I then realised I was looking at a product that was a collision — or more of a car crash — of behaviour and product. The cricket cooler. It combines a sporting activity with a physical insulated box.
Realising what the product was suddenly gave clarity to something I’d experienced, and something that anyone who makes stuff knows: the best products embed existing behaviour into them, extending existing gestures. That is, the best tools are those that take what you do already, and turn you into a superhero.
*What the heck is a wicket?
For my American friends, think of cricket as baseball with only two bases you run between. And imagine both bases have three poles stuck in them, which a fielder can hit with a ball to count as ‘out’.
Backyard cricket is a common variation in Australia for four-eight family members. It has a set of ‘rules’ which evolved the traditional rules to make it more fun. It’s very popular.
The cooler is the wicket
An additional fact important to this story is that it’s common to use a beer cooler as wickets. An insulated beer cooler is approximately the same area as a set of wickets. It’s robust. And it makes a loud thump when the ball hits it, signalling ‘out’.
Result: A cricket cooler, with compromises
So, building on this tradition, someone had the idea to build cricket wickets into the cooler itself. The box additionally references the rules of backyard cricket.

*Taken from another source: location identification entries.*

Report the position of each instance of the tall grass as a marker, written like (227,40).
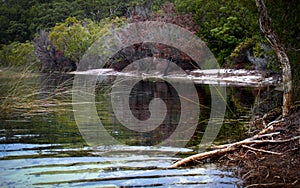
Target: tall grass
(23,94)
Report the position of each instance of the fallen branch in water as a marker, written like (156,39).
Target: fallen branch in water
(201,156)
(261,150)
(223,149)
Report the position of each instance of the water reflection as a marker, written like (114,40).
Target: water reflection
(48,149)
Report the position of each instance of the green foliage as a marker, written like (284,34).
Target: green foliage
(74,37)
(225,24)
(21,20)
(18,54)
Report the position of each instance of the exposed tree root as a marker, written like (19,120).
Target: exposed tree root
(268,159)
(222,149)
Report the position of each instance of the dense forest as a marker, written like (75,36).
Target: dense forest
(46,33)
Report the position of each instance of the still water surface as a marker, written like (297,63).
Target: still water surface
(43,146)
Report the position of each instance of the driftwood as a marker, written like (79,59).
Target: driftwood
(226,148)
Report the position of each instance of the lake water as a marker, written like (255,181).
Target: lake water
(42,146)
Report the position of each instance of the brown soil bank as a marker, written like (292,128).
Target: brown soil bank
(271,164)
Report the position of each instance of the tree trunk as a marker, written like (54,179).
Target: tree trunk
(265,26)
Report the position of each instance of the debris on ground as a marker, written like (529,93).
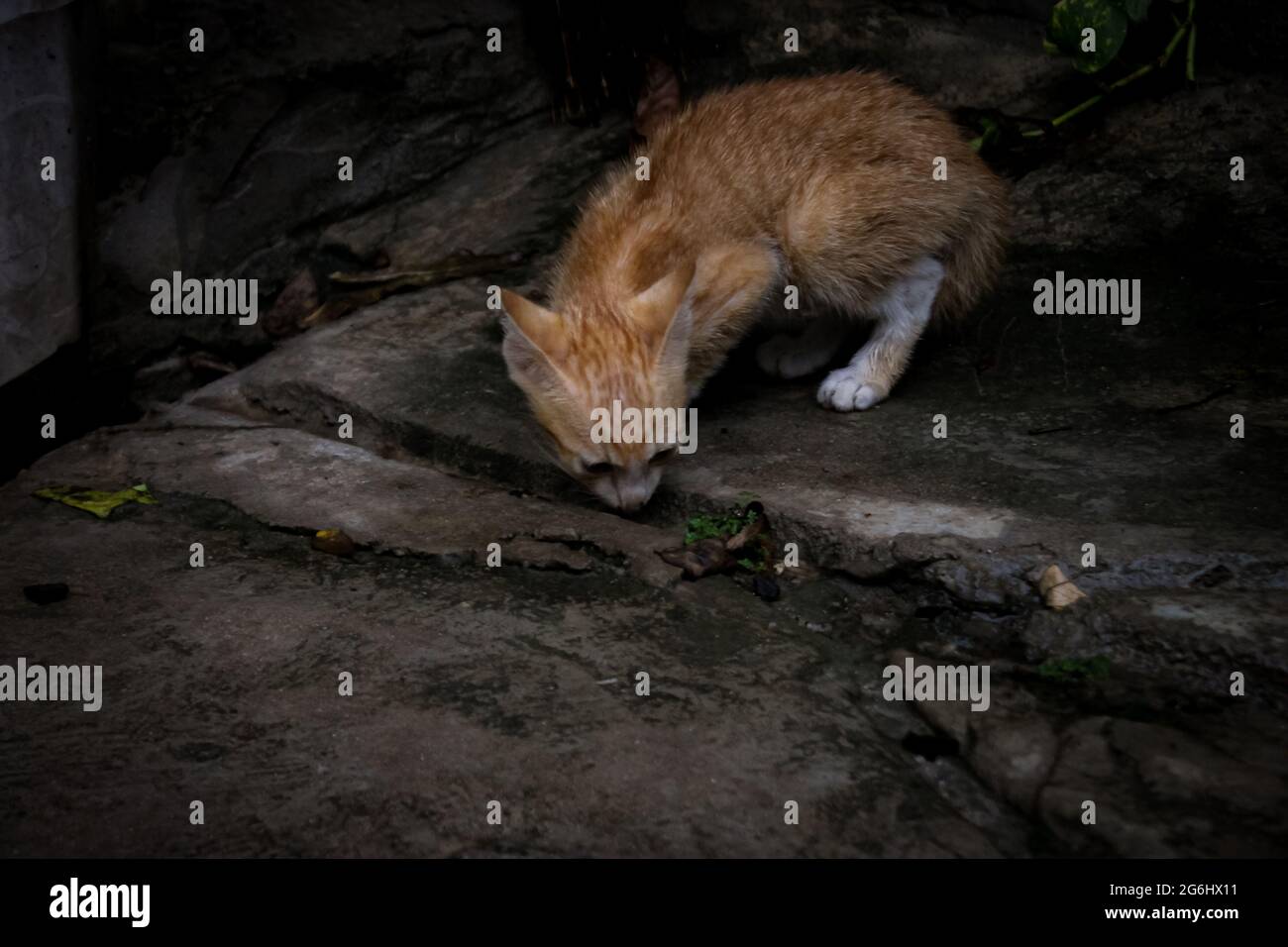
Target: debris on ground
(101,502)
(726,543)
(334,541)
(1056,590)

Wherever you go, you’re ready for a game. The problem is, there are many compromises made to the cooler:
- The ‘wickets’ block the lid from opening;
- The cooler is narrow, perhaps to better approximate wicket dimensions, meaning less room for beer, which is a big downside; and
- The whole world doesn’t play cricket (hello America).
A better result: Take out an AirPod, pause music
This is my favourite example of a design that augments with an existing gesture. When you have headphones on, it’s common to remove one temporarily to listen to something or someone. AirPods detect this, and pause audio. If you put an AirPod back in your ear within a minute or so, then playback resumes. The experience is particularly magical when you’re watching video. In this case, the design is a natural extension that doesn’t compromise the core listening experience.

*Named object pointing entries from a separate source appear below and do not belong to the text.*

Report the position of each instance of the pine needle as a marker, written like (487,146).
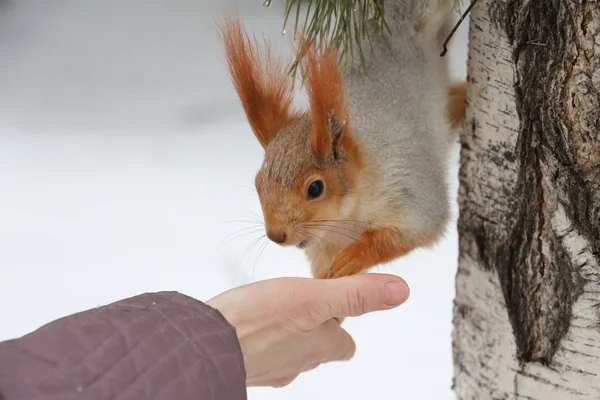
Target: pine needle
(343,23)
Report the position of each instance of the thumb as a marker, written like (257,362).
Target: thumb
(356,295)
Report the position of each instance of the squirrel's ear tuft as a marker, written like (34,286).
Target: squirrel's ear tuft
(323,81)
(260,79)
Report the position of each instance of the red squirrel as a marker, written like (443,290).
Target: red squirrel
(359,179)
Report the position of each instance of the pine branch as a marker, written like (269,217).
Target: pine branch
(342,23)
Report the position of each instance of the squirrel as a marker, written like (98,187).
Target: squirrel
(360,178)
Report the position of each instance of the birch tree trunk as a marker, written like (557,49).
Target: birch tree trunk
(527,308)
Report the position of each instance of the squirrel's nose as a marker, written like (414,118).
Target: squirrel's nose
(277,237)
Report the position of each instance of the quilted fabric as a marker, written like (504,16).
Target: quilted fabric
(160,346)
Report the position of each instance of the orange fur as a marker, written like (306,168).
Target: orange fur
(457,104)
(374,247)
(260,79)
(324,88)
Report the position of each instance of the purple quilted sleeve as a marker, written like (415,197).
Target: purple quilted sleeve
(159,346)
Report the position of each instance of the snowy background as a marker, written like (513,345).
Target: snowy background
(124,157)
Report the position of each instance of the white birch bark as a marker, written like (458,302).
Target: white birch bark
(527,308)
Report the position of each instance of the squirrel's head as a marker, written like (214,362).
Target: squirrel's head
(310,171)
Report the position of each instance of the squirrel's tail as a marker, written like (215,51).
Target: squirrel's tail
(435,24)
(435,20)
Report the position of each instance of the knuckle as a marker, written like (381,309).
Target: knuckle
(357,303)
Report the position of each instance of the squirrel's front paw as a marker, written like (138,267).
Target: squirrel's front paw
(351,261)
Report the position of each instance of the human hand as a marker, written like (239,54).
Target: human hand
(287,326)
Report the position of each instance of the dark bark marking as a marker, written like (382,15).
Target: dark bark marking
(555,161)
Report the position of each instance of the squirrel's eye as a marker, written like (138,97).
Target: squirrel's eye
(315,189)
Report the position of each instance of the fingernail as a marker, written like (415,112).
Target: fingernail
(395,293)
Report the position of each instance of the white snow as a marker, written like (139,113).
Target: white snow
(123,154)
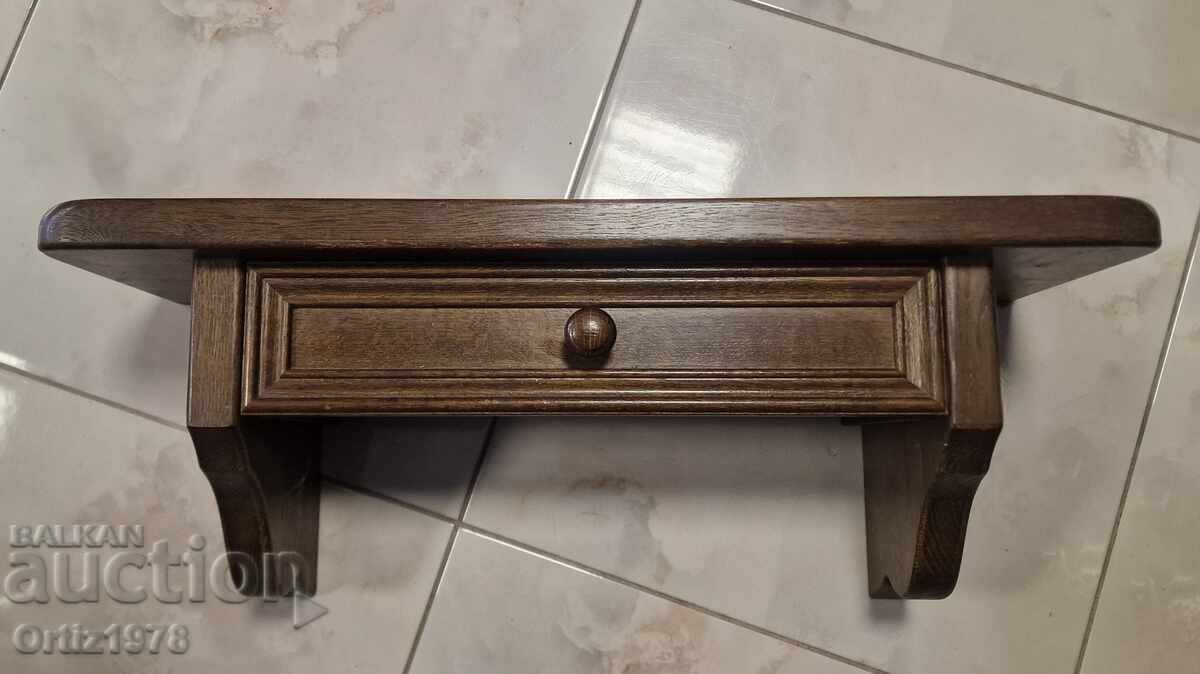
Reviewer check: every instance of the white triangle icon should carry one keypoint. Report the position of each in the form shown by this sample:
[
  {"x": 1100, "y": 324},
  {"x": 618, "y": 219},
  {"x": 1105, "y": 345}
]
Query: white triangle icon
[{"x": 305, "y": 609}]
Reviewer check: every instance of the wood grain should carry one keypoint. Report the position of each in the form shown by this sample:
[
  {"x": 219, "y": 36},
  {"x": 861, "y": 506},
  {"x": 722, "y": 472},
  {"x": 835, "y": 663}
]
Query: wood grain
[
  {"x": 1045, "y": 240},
  {"x": 921, "y": 475},
  {"x": 264, "y": 473},
  {"x": 349, "y": 339}
]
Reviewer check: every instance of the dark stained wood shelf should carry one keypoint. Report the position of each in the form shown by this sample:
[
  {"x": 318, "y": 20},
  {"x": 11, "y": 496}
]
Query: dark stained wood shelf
[
  {"x": 877, "y": 310},
  {"x": 1037, "y": 241}
]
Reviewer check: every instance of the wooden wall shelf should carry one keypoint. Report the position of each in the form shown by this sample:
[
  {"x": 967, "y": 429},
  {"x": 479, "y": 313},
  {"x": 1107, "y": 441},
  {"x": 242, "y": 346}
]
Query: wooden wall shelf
[{"x": 879, "y": 310}]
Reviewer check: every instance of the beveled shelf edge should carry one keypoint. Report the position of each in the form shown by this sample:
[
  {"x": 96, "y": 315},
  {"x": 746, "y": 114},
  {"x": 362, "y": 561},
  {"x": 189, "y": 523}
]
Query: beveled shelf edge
[{"x": 1037, "y": 241}]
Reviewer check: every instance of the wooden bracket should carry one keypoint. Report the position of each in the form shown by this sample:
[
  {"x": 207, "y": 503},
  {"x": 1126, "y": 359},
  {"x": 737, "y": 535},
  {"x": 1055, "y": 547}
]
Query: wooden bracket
[
  {"x": 921, "y": 475},
  {"x": 265, "y": 474}
]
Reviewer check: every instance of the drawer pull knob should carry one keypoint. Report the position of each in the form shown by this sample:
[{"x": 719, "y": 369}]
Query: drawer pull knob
[{"x": 591, "y": 332}]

Another example: Auto-formatting
Medium, Google Docs, Evernote and others automatically convert approximations of formatting into the correct ones.
Each have adopted the behaviour of automatically turning a new line that starts with an asterisk into a bullet point. The user writes using plain text, but produces a formatted document. Markdown takes the idea of replacing text with actual formatting much further, reaching beyond what might be intuitive.
A spoon, hammer, fork, pliers, screwdrivers and many other hand tools extend a physical gesture for more precision and power.
Similarly, a basket augments the gesture of grabbing and carrying with your arm hanging down.
Don’t be like Clippit
Clippit was a talking paperclip that interjected itself into your life. It suggested ‘help’ unexpectedly, and often, unhelpfully.
What made Clippit annoying in a way that other tools are not?
- Clippit appeared as a new UI element. This distracted from the existing experience.
- Clippit added steps to the process, rather than removing them.
- Clippit was a personification, which booted up all the parts of your brain that deals with other people.
Good design is invisible
Good behavioural embedding is, at its best, invisible. I think this is why we become blind to it. And so, when we see something we don’t like, our reaction is often ‘things should just stay the same until I do something explicitly.’ But a good tool design is already transparently extending our gestures.
Take mouse acceleration, for example. If you move your mouse fast, the cursor will travel a much greater distance than if you move (the same physical distance) slowly. It’s not simply a faster mapping of the mouse to the screen, it’s a second derivative — your faster hand-speed produces a faster multiplier.
It’s so standard, in fact, that it’s not even presented as an option — at least on the Mac. It’s simply baked in.
(In hardcore gaming it does have some controversy. And it seems there’s some optimization to a pan VS flick mapping.)
Scroll views on mobile devices work similarly. If a scrollable view is already moving, a flick will produce an amplified result.
Both of these mechanisms map to your intention to get somewhere fast.
These are some of my favourite things
I love this stuff. It’s almost a hidden art — there’s no screenshot of glossy buttons for hip designers to boast about on sites like dribble. It’s all about how it works, not looks.
It’s not a ‘delight’ moment, because the user won’t even notice it when done well. They just feel as if they can suddenly go faster, do things with more precision, or are now more knowledgeable and competent.